É um daqueles livros que assentaria como uma luva ao realizador Tim Burton, isto se um dia este cometesse a proeza de voltar à sua antiga forma. “Lanny” (Elsinore, 2019), escrito por Max Porter, é um daqueles livros difíceis de categorizar, algures entre o romance e a fábula, o diário e o puro exercício experimental de géneros e caminhos literários, constituído por diferentes fragmentos para os quais o leitor precisará de uma cola especial – isto se os quiser unir.
Estamos numa aldeia inglesa, não muito longe da agitada Londres, igual a tantas outras aldeias: tem o pub de serviço, uma igreja, lojas e casas de tijolo vermelho. Tem, também, uma versão muito própria do nosso bicho papão, que aqui recebe o nome de Falecido Papá Dentilária, uma figura lendária feita de folhas de hera, que tem estado a dormir mas que parece ter acordado com a chegada à aldeia e a voz de Lanny. Um rapaz que, segundo o relatório escolar, “tem um talento inato para a coesão social. Não são raras as vezes em que acalma uma turma agitada com o uso oportuno de uma piada ou canção“.

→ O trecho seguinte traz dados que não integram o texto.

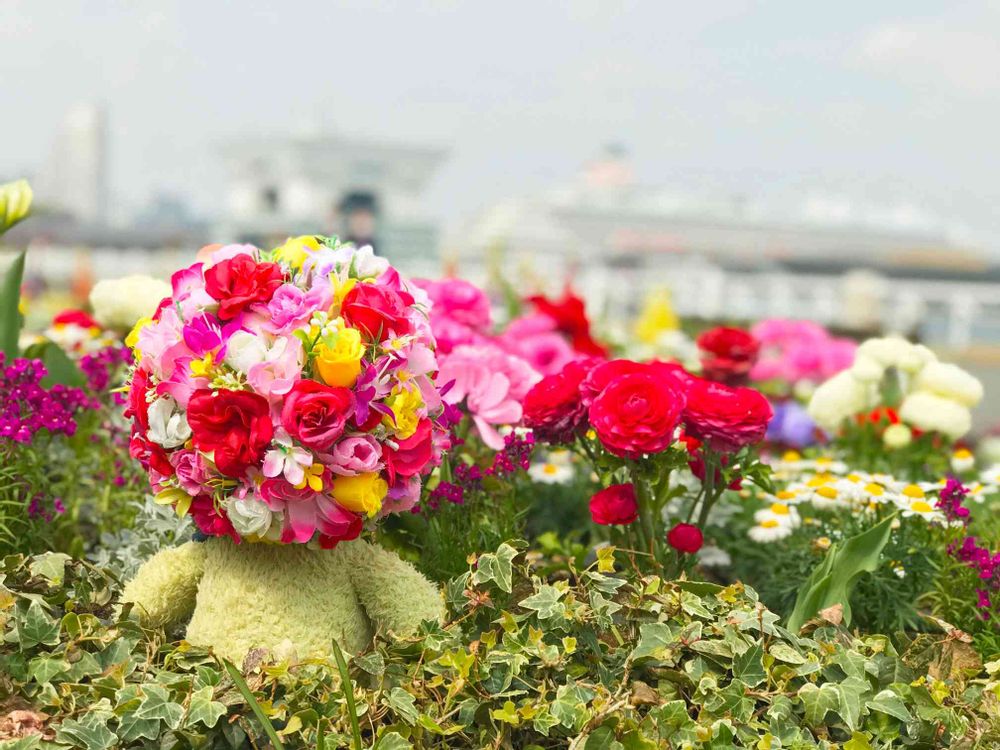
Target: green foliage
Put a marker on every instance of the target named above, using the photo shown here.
(833, 580)
(575, 658)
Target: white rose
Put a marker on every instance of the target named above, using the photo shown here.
(120, 303)
(840, 397)
(933, 413)
(244, 350)
(950, 381)
(168, 425)
(250, 516)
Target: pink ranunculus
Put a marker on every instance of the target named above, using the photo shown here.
(355, 454)
(458, 300)
(488, 393)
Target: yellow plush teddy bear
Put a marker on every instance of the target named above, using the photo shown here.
(245, 596)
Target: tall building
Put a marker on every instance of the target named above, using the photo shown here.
(75, 176)
(365, 191)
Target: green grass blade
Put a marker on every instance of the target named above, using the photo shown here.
(348, 687)
(244, 689)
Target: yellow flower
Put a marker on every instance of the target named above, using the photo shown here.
(296, 249)
(132, 340)
(405, 405)
(338, 357)
(313, 476)
(361, 494)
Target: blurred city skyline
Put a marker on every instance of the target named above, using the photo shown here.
(844, 112)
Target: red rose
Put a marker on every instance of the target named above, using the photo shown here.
(615, 506)
(241, 281)
(234, 426)
(637, 413)
(316, 414)
(376, 311)
(412, 454)
(570, 317)
(726, 418)
(727, 354)
(75, 318)
(685, 537)
(553, 408)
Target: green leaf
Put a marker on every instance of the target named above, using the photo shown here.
(496, 567)
(817, 701)
(889, 703)
(749, 666)
(833, 580)
(90, 732)
(157, 704)
(10, 300)
(204, 710)
(546, 602)
(36, 628)
(656, 641)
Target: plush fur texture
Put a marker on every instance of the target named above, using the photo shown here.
(274, 596)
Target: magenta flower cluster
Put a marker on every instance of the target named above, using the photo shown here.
(26, 407)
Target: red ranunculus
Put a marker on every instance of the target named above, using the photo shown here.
(209, 520)
(75, 318)
(685, 537)
(724, 417)
(727, 354)
(637, 413)
(234, 426)
(241, 281)
(412, 454)
(570, 316)
(605, 372)
(376, 311)
(614, 506)
(316, 414)
(553, 408)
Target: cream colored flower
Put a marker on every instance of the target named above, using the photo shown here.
(120, 303)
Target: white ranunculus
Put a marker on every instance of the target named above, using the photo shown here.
(120, 303)
(244, 350)
(250, 516)
(168, 425)
(950, 381)
(932, 413)
(840, 397)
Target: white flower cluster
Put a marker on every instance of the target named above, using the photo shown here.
(937, 397)
(120, 303)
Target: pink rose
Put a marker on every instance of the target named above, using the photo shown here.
(355, 454)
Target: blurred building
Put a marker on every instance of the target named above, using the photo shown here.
(74, 179)
(734, 259)
(365, 191)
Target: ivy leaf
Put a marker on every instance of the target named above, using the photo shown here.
(90, 732)
(36, 628)
(749, 666)
(655, 641)
(204, 710)
(889, 703)
(817, 701)
(403, 704)
(157, 705)
(546, 602)
(496, 567)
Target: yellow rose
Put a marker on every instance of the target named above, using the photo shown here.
(361, 494)
(404, 404)
(296, 249)
(338, 357)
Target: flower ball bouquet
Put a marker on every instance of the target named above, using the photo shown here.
(285, 400)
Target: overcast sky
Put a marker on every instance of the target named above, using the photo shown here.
(892, 104)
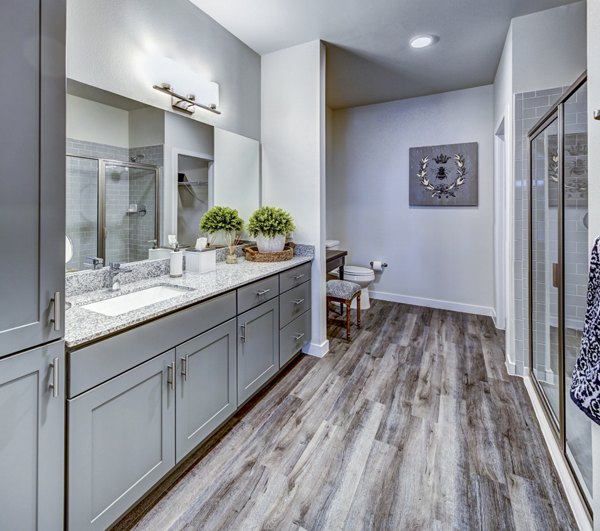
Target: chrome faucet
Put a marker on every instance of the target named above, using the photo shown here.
(115, 270)
(94, 262)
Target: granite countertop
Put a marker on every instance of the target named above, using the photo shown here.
(83, 326)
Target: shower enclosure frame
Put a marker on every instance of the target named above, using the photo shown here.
(558, 426)
(101, 180)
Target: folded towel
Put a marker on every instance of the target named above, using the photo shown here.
(585, 389)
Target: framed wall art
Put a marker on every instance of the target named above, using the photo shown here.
(443, 175)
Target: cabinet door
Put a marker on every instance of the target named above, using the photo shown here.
(206, 387)
(32, 171)
(258, 348)
(121, 442)
(293, 337)
(32, 417)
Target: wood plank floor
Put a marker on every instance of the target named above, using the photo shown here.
(413, 425)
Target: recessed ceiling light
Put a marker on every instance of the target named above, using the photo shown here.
(422, 41)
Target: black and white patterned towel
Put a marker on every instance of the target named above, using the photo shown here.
(585, 389)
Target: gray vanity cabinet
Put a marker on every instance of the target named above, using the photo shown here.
(32, 439)
(121, 442)
(258, 348)
(206, 386)
(32, 172)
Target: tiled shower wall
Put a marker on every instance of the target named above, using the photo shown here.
(82, 195)
(128, 234)
(142, 191)
(529, 108)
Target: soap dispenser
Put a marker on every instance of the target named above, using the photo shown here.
(176, 264)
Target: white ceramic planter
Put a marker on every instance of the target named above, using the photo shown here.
(270, 245)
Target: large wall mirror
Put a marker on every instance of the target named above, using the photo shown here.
(136, 174)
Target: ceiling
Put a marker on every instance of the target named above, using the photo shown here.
(369, 59)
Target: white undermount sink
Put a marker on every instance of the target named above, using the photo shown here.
(136, 300)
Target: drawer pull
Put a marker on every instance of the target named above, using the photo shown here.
(56, 311)
(184, 368)
(170, 375)
(55, 374)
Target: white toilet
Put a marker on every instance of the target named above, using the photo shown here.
(363, 276)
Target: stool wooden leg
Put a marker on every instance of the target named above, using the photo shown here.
(348, 319)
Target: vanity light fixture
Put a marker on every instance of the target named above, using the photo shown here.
(423, 41)
(186, 103)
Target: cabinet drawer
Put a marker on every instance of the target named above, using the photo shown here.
(294, 277)
(293, 337)
(293, 303)
(257, 293)
(102, 361)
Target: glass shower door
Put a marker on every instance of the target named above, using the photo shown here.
(578, 426)
(544, 265)
(82, 209)
(129, 212)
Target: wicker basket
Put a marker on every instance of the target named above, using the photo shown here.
(253, 255)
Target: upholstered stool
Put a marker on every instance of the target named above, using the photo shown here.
(344, 292)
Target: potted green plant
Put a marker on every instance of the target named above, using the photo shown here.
(270, 226)
(225, 222)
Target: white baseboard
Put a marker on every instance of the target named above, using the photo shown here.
(511, 366)
(433, 303)
(316, 349)
(493, 316)
(561, 466)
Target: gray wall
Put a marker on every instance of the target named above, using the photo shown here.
(124, 37)
(437, 256)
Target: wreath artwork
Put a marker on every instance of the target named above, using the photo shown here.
(443, 190)
(443, 175)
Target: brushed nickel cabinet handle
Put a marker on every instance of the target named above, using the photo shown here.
(55, 384)
(56, 311)
(171, 375)
(185, 367)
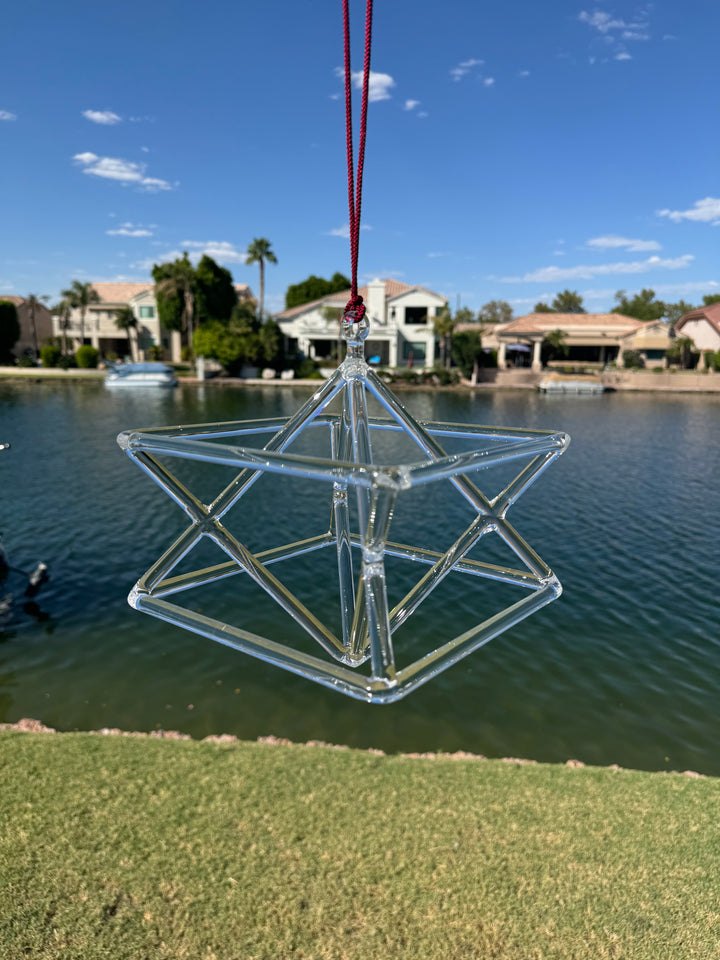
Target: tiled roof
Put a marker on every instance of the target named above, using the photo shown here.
(542, 322)
(120, 292)
(393, 288)
(711, 314)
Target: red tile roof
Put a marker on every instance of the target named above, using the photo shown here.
(120, 292)
(711, 314)
(393, 288)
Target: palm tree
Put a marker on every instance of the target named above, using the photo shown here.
(444, 324)
(180, 281)
(80, 296)
(126, 320)
(34, 302)
(258, 252)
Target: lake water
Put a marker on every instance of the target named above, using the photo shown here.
(624, 668)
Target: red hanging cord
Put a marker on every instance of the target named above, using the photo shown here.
(355, 304)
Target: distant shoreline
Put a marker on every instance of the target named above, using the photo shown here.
(621, 381)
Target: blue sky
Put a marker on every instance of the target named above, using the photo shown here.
(514, 149)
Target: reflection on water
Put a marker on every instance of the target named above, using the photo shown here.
(624, 668)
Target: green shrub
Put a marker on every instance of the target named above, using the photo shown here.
(87, 357)
(304, 369)
(633, 360)
(50, 355)
(9, 330)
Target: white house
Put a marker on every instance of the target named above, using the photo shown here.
(401, 324)
(702, 326)
(100, 328)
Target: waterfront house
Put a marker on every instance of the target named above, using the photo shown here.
(101, 329)
(591, 338)
(651, 340)
(43, 324)
(401, 324)
(702, 326)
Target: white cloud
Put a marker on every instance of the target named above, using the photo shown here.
(106, 117)
(379, 84)
(601, 21)
(219, 250)
(587, 272)
(462, 69)
(130, 230)
(344, 231)
(706, 210)
(113, 168)
(613, 242)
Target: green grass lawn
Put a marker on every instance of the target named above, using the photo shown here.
(118, 847)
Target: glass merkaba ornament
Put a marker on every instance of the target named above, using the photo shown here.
(360, 658)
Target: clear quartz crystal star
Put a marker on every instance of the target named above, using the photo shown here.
(363, 497)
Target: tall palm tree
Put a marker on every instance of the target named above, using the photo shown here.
(80, 296)
(258, 252)
(34, 302)
(126, 320)
(180, 281)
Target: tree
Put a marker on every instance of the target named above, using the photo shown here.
(314, 288)
(216, 295)
(466, 348)
(334, 315)
(682, 352)
(567, 301)
(643, 305)
(673, 311)
(444, 324)
(9, 330)
(258, 252)
(33, 303)
(126, 320)
(176, 288)
(464, 315)
(80, 296)
(62, 311)
(554, 346)
(495, 311)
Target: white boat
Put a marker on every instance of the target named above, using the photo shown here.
(141, 375)
(556, 383)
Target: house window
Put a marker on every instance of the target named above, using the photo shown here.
(414, 349)
(416, 315)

A mãe de Lanny era actriz, tendo entrado em peças de teatro e feito alguma televisão, estando actualmente a escrever “um romance de terror e mistério“; quanto ao pai, vai misturando dias de rotina com pequenos prazeres. Na sua visão da aldeia e vista à distância de Londres, “o espaço entre edifícios, o espaço em torno dos edifícios“, é uma ideia absurda, considerando difícil de funcionar algo que está assim organizado.
Fazendo jus ao estado de alucinação da narrativa, os narradores sucedem-se e atropelam-se. Entre estas vozes está o próprio Falecido Papá Dentilária, que se chega à frente desenhando um auto-retrato indestrutível, transmissível e enigmático, escrito na terceira pessoa: “Está representado em chaves de abóbadas, em estênceis decorativos, em tatuagens, no logótipo do clube de críquete, tem sido toda a ninharia e todo o lixo ingleses, moral em troca de dinheiro, mascote e maldição. Existe em forma de histórias em todos os quartos de todas as casas deste lugar. Está neles como a água. Animal, vegetal, mineral. Eles constroem novos lares, destruindo-lhe o espaço verde, e ele assoma adaptado, para assustar e definir. Neste lugar, ele é tão antigo quanto o tempo“.
Tal como o bicho papão, Dentilária serve de aviso à navegação, e há uma série de cantilenas capazes de assustar os mais catraios: “Tens de rezar e o bem praticar, ou o Falecido Papá Dentilária virá para te levar“. Ou, ainda mais à séria, “Bate bate, corta corta, lá vem ele, o Dentilária, traz o cepo e a faca torta, bate bate, corta corta, vai cozer-te os ossos todos com legumes lá da horta“.
Figura também central neste livro é Pete, que dá aulas de pintura a Lanny, e que tem uma notória aversão à escola tradicional, onde segundo ele não existe a aceitação da diferença. Um tipo que, quando as coisas dão para o torto, é aquele a quem todos apontam o dedo.
Deixando no ar questões como “e se disséssemos o que realmente sentimos“, “Lanny” faz um retrato pouco animador da sociedade actual, lugar onde muitas vezes se tem de esquecer para poder sobreviver. Há poesia, comentários políticos, bocas de treinador de bancada, coscuvilhices, pensamentos económicos, insultos, mas sobretudo “insuportáveis disparates lírico-práticos do quotidiano destas gentes” – de todos nós, claro está. Provavelmente o mais estranho livro que irão ler este ano.